Our study: three online shopping experiences compared

But let’s get to our study: we divided the users into 3 groups of 16 people each. We therefore assigned a specific browsing experience to each group on an Italian organised large-scale distribution e-commerce.

All the interaction was facilitated by our researchers through the Think Aloud technique and monitored with stress bracelet ( ie SHIMMER GSR3 ) and remote eye tracker (ie SMI REDn ), in order to obtain insights respectively about the level of stress experienced and the eye movements on the page.

People’s experiences have been the most varied, as have the usability barriers encountered. Generally we can conclude that the results were not surprising, but what was surprising , even for the same Amazon Pantry (unknown as a service for almost all users), was just the general expectation on Amazon e-commerce .

In this regard, below you will find an insight related to the aggregate eye behavior of users : the most significant fixations (ie yellow / red) revolve precisely around the main actions of the page, without dispersion, everything seems clear and well distributed right away.

The interface of the product “listing”, the packaging, the shipping and the customer service are just some of the elements that contribute to the consolidation of the Amazon platform as a benchmark for this type of e-commerce. Not necessarily the best “designed” interface but certainly the most recognizable and at the same time familiar , able to determine in our minds the navigation “recurring patterns” of navigation which are really difficult to ignore.

Experience of using VS overall experience

This is why it becomes essential to abandon the concept experience of use (in this case of a platform) and start talking about the overall experience of people.

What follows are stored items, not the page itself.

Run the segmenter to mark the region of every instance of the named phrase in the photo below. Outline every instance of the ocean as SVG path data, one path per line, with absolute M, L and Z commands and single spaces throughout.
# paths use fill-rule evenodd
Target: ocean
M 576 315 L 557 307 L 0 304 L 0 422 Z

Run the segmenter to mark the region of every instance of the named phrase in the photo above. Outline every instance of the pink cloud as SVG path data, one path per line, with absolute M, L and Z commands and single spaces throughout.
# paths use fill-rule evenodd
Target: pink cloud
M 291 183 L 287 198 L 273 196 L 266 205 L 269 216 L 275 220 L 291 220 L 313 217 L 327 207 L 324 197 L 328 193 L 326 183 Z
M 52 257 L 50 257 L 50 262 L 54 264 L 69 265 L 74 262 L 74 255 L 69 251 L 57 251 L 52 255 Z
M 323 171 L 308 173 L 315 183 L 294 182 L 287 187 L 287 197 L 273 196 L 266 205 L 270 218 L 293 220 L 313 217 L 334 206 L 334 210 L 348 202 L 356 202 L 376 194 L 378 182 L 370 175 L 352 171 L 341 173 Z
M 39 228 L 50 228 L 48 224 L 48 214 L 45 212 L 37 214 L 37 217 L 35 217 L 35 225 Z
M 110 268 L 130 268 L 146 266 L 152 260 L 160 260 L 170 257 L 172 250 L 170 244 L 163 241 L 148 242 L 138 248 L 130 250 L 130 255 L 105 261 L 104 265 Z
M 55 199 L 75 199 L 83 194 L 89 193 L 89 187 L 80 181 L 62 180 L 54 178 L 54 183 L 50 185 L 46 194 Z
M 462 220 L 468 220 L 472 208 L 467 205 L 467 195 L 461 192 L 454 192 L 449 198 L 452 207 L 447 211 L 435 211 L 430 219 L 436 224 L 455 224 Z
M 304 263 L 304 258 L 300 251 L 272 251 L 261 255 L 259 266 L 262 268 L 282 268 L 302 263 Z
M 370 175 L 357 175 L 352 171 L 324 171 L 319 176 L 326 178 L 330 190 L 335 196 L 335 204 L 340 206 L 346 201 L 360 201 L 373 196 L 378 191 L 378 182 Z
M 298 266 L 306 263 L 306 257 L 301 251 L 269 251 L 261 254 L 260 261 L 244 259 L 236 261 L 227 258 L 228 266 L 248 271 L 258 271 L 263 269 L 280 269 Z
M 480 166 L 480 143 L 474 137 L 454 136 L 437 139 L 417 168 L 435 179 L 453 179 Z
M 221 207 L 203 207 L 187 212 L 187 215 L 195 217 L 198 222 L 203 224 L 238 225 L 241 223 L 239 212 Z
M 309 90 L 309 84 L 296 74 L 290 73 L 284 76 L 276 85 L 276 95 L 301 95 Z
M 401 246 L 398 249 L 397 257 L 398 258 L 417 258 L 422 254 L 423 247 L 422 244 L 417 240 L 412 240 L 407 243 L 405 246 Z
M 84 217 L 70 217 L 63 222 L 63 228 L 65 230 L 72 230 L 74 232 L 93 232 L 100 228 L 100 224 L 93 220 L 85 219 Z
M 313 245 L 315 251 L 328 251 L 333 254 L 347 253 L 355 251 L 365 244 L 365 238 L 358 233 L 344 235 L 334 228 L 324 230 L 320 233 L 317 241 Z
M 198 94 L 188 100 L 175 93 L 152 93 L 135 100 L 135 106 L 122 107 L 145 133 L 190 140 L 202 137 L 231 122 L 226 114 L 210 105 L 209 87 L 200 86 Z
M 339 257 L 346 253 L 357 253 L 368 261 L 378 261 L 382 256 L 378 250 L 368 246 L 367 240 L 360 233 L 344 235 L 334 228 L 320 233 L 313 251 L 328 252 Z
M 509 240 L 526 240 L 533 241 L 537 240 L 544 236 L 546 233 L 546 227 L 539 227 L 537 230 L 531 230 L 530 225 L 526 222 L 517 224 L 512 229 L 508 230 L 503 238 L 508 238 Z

Amazon, with its return services (even accelerated compared to the return of the goods), its efficient customer service and fast delivery times has not only raised the bar: has introduced the concept of  serendipity in e-commerce, giving everyone the possibility of making a wrong purchase decision, without paying the consequences.

Starting from these premises, it is therefore easy to understand how the level of stressful activation (or more commonly the stress level) remains low during the whole experiential flow. And it no longer matters at this point how nice the interface design is or the micro-copy of that part of the site is effective. It remains only to wonder where this battle is fought (online or offline?), whether it is still worth it to fight it, or if it is not the time to change your opponent.